Wolfe also cited data showing doctors wrote 12,000 estrogen prescriptions for acne, although the FDA does not approve this, and an "absolutely outrageous" 133,000 additional estrogen prescriptions for treatment of mental disorders - although "no evidence" shows the drugs to be effective over a fairly long term.

He said the FDA should withdraw approval for the use of DES and other estrogens in all medical conditions that are "trivial in comparison to the dangers of these drugs."

In a related action yesterday, the panel board heard the first public report on a study in Atlanta showing a pregnancy rate of 6.7 per cent in rape victims who received prescriptions for DES pills at Grady Memorial Hospital for use as "morning after contraceptions."

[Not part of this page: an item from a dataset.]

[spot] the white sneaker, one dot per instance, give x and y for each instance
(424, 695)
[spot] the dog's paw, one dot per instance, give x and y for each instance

Panel members emphasized that the study did not determine whether the prescriptions were filled or the pills actually taken. They also cited other evidence - some of it unpublished - showing DES may be completely effective as a postcoital contraceptive if properly used.

The committee said DES should "not be used as a standard approach" to postcoital contraception. "Rather, its use should be individualized."